С этими словами Саша вытащил бочку из канавы, направил её и толкнул ногой. Дорога имела небольшой уклон, и бочка легко покатилась.
— А вторую?
— И вторую следом… Э-эх! Пропадай, моя телега, все четыре колеса! — пропел Саша, пуская под уклон вторую бочку.
Вышли на шоссе. Подпрыгивая на выбоинах, ударяясь о камешки, бочки гремели так, что за пять километров слышно было. Шум этот казался ребятам прекрасной музыкой. Они забыли об усталости и со смехом толкали бочки. Шоссе пошло в гору. Стало трудней. Бочки упорно стремились назад.
С боковой просёлочной дороги вышло стадо маленьких телят, которых перегоняли три незнакомых колхозницы. Все телята походили на Марса, все одной породы, одной масти: чёрные с белыми пятнами. Увидев бочки, они остановились, загородили дорогу. Остановились и ребята.
— Ну что вы, мальчики? Проходите! — крикнула одна из женщин.
— Напугаются, разбегутся… Мы лучше подождём! — ответил Саша.
Они поставили бочки у края дороги „на попа“ и освободили проход. Телята косились на невиданные предметы и стояли, как вкопанные. Женщины кричали, махали руками, задние телята напирали на передних, но те упёрлись — и ни с места.
— Помогите им! — крикнула женщина. — Толкните!
Саша подошёл к одному из первых бычков, взял его за уши и потянул на себя:
— Ну, иди, иди… Вот дурной… Чего ты упёрся?
С трудом он стянул упрямца с места, и это послужило сигналом для остальных. Задрав хвосты, толкаясь и подпрыгивая, телята быстро прибежали мимо бочек.

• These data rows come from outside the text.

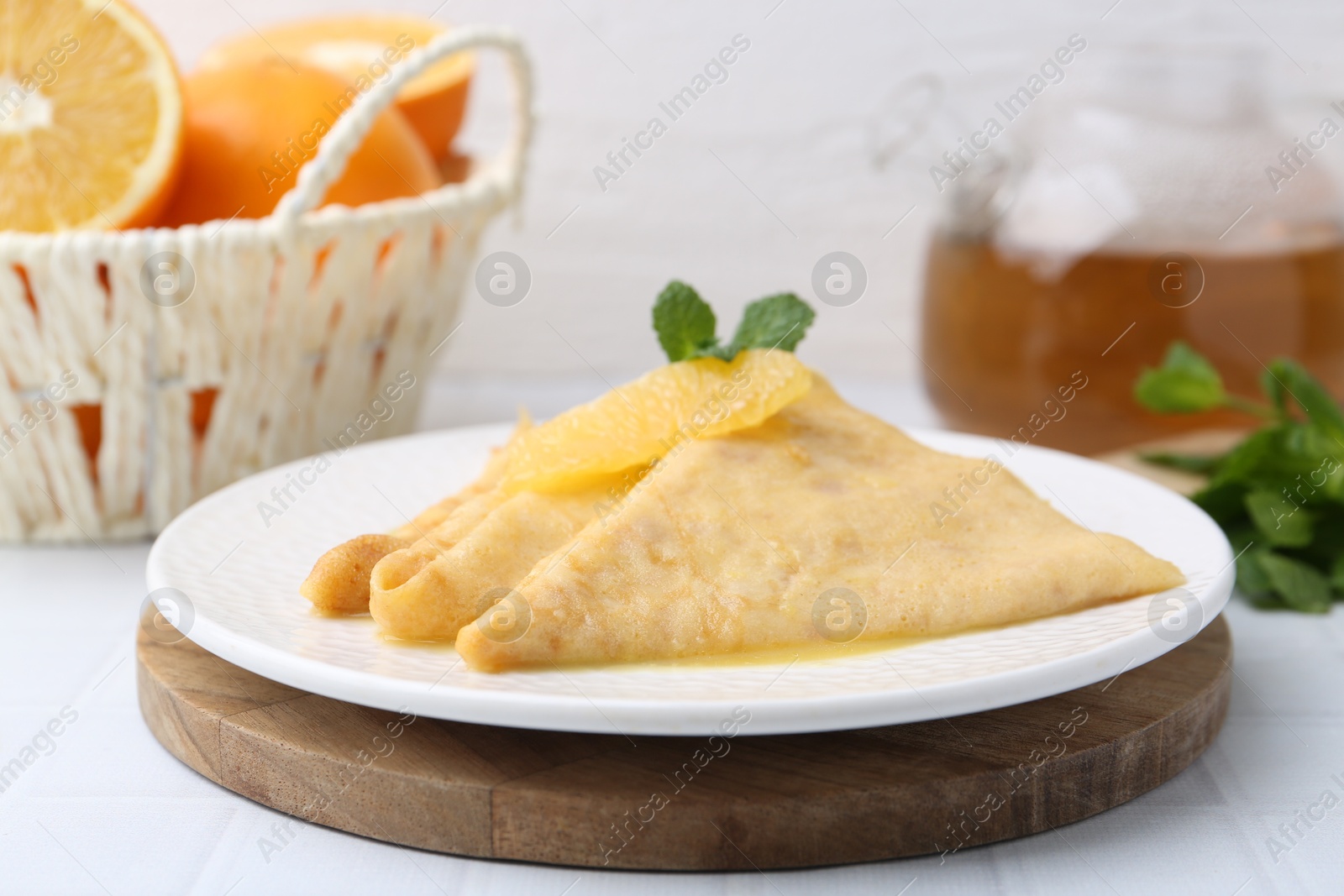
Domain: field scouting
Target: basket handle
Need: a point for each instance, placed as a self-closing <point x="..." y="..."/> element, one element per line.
<point x="349" y="129"/>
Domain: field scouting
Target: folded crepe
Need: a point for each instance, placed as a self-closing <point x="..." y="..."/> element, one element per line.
<point x="822" y="524"/>
<point x="820" y="519"/>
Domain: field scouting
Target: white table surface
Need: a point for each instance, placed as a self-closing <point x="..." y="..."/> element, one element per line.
<point x="108" y="810"/>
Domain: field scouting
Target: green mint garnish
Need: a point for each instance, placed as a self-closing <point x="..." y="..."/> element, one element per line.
<point x="1280" y="493"/>
<point x="685" y="324"/>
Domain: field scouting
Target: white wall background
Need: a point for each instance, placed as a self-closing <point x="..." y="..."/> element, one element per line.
<point x="773" y="168"/>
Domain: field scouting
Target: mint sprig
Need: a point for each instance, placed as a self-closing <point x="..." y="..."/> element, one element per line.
<point x="1280" y="493"/>
<point x="685" y="324"/>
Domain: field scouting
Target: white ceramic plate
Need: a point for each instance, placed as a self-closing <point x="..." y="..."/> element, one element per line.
<point x="239" y="566"/>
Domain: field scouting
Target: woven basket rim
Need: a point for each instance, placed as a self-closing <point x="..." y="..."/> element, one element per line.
<point x="496" y="179"/>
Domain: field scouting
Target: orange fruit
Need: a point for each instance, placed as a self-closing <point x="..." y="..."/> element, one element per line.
<point x="91" y="116"/>
<point x="643" y="421"/>
<point x="362" y="50"/>
<point x="253" y="125"/>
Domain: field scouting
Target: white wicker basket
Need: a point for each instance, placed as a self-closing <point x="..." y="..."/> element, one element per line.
<point x="299" y="325"/>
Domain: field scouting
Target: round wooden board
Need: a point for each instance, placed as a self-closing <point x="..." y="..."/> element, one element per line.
<point x="683" y="802"/>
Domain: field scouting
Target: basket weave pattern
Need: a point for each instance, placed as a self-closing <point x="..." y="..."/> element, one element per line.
<point x="116" y="412"/>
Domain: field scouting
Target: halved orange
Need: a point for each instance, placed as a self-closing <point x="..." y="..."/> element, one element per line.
<point x="91" y="116"/>
<point x="645" y="419"/>
<point x="362" y="50"/>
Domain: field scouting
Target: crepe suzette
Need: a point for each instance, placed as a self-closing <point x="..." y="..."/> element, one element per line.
<point x="726" y="503"/>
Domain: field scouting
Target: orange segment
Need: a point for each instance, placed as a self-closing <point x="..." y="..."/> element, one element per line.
<point x="642" y="421"/>
<point x="252" y="127"/>
<point x="362" y="50"/>
<point x="91" y="116"/>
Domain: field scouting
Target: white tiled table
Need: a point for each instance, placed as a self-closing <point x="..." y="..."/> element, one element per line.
<point x="107" y="809"/>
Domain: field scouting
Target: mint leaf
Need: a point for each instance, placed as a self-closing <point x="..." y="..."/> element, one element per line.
<point x="1301" y="586"/>
<point x="1280" y="520"/>
<point x="1310" y="394"/>
<point x="774" y="322"/>
<point x="1186" y="383"/>
<point x="1337" y="574"/>
<point x="683" y="322"/>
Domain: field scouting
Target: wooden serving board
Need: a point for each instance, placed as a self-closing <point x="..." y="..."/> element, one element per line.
<point x="660" y="802"/>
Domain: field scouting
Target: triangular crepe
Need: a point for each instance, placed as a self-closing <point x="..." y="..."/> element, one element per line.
<point x="746" y="542"/>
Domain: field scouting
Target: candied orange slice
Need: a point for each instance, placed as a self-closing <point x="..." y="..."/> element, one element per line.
<point x="640" y="422"/>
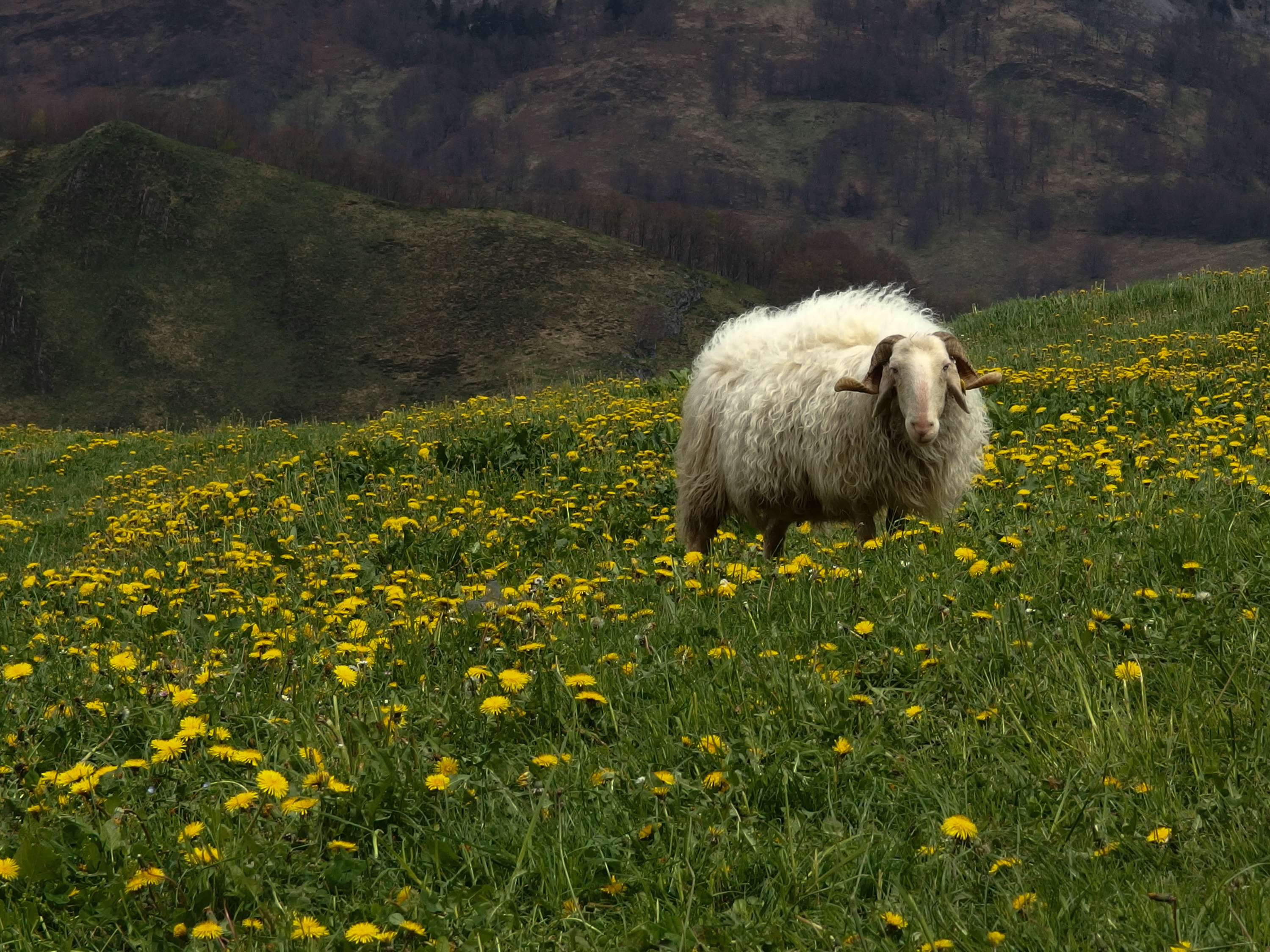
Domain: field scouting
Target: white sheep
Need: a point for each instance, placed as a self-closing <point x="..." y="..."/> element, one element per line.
<point x="828" y="411"/>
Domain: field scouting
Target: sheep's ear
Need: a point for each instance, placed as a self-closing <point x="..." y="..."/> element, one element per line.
<point x="877" y="365"/>
<point x="854" y="385"/>
<point x="983" y="380"/>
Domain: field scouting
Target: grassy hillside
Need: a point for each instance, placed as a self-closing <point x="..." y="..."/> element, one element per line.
<point x="1004" y="148"/>
<point x="144" y="282"/>
<point x="446" y="676"/>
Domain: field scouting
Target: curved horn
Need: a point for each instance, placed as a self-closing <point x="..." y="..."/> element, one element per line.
<point x="971" y="379"/>
<point x="872" y="381"/>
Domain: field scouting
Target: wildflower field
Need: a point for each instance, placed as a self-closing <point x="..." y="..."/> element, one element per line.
<point x="446" y="678"/>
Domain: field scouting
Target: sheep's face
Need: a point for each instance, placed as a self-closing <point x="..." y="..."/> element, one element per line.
<point x="920" y="374"/>
<point x="919" y="378"/>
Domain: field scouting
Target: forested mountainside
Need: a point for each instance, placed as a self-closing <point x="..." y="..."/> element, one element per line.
<point x="150" y="284"/>
<point x="987" y="148"/>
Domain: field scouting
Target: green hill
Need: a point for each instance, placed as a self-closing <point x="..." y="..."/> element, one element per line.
<point x="446" y="681"/>
<point x="144" y="282"/>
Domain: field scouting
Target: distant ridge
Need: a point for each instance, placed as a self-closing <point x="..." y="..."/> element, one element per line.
<point x="145" y="284"/>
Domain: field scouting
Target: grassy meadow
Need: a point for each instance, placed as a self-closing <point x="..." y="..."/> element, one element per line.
<point x="446" y="679"/>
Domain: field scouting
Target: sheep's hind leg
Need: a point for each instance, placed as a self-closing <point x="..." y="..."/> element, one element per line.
<point x="699" y="531"/>
<point x="774" y="537"/>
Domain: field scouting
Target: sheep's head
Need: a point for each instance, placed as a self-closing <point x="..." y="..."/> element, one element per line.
<point x="920" y="374"/>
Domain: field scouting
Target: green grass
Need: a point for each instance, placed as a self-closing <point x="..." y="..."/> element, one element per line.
<point x="1132" y="436"/>
<point x="148" y="284"/>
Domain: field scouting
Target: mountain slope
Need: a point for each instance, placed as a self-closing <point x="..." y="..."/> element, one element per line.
<point x="153" y="284"/>
<point x="1001" y="146"/>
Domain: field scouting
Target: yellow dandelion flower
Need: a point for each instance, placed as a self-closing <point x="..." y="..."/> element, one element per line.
<point x="715" y="780"/>
<point x="959" y="828"/>
<point x="208" y="931"/>
<point x="143" y="877"/>
<point x="362" y="933"/>
<point x="346" y="676"/>
<point x="495" y="705"/>
<point x="305" y="927"/>
<point x="274" y="784"/>
<point x="1128" y="671"/>
<point x="182" y="697"/>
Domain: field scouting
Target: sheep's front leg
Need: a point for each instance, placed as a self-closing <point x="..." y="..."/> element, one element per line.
<point x="774" y="537"/>
<point x="865" y="530"/>
<point x="894" y="519"/>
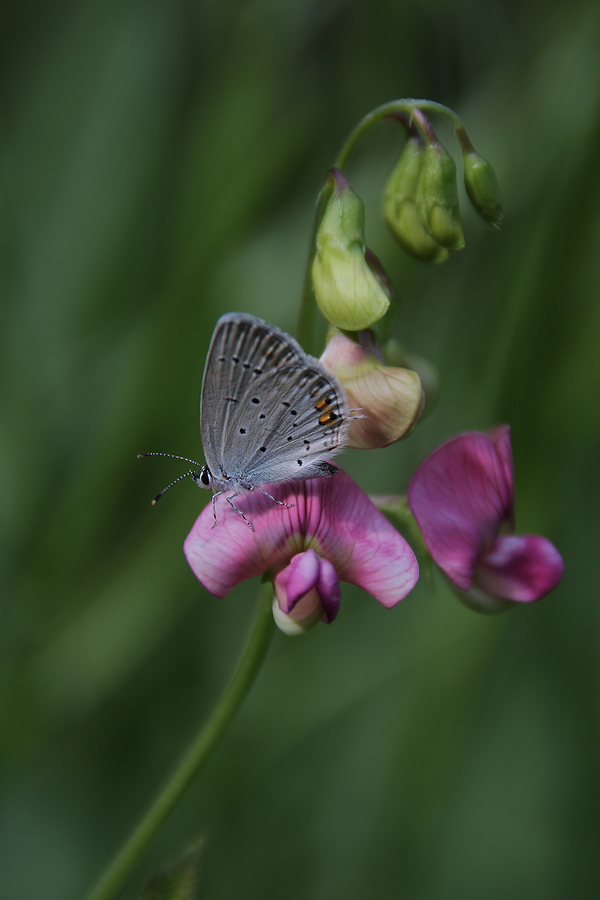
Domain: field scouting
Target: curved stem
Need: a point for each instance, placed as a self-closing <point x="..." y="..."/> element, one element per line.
<point x="250" y="661"/>
<point x="386" y="110"/>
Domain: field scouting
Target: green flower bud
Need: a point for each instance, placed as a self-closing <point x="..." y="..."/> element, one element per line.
<point x="348" y="293"/>
<point x="437" y="197"/>
<point x="399" y="205"/>
<point x="482" y="187"/>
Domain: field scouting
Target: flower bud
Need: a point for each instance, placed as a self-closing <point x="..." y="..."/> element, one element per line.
<point x="307" y="591"/>
<point x="348" y="293"/>
<point x="396" y="355"/>
<point x="390" y="399"/>
<point x="399" y="204"/>
<point x="437" y="197"/>
<point x="482" y="187"/>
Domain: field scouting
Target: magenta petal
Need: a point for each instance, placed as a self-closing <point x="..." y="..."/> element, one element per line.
<point x="328" y="587"/>
<point x="520" y="568"/>
<point x="333" y="516"/>
<point x="460" y="496"/>
<point x="297" y="579"/>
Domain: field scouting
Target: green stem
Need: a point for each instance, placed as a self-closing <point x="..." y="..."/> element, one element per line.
<point x="382" y="112"/>
<point x="210" y="734"/>
<point x="306" y="315"/>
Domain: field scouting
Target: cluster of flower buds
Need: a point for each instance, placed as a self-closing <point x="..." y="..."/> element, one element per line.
<point x="421" y="195"/>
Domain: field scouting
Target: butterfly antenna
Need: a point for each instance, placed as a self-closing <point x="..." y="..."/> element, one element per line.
<point x="171" y="456"/>
<point x="164" y="490"/>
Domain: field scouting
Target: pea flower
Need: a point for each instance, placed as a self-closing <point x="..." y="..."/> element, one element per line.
<point x="462" y="497"/>
<point x="390" y="398"/>
<point x="332" y="532"/>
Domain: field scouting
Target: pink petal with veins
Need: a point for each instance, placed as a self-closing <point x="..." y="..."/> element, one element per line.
<point x="460" y="496"/>
<point x="520" y="568"/>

Ребята ждали, пока стадо не спустилось до поворота и не скрылось из виду.
— Хорошие у нас телёнки! — сказал Саша и, перевернув бочку, крикнул во всё горло: — Э-эх, милочки! Поехали!
Подъём кончился. С переката были хорошо видны поля колхоза, раскинувшиеся до горизонта. Вся земля разделена на большие квадраты. Одни квадраты яркозелёные. Там посеяна с осени рожь или взошёл овёс. Другие квадраты чёрные или серые — непаханные. В разных концах фыркали три трактора, выбрасывая из труб колечки дыма. Людей не было видно.
Шоссе широкой лентой спускалось вниз и снова поднималось. Влево от него виднелось большое белое здание школы, а на следующей возвышенности — дома́ колхоза.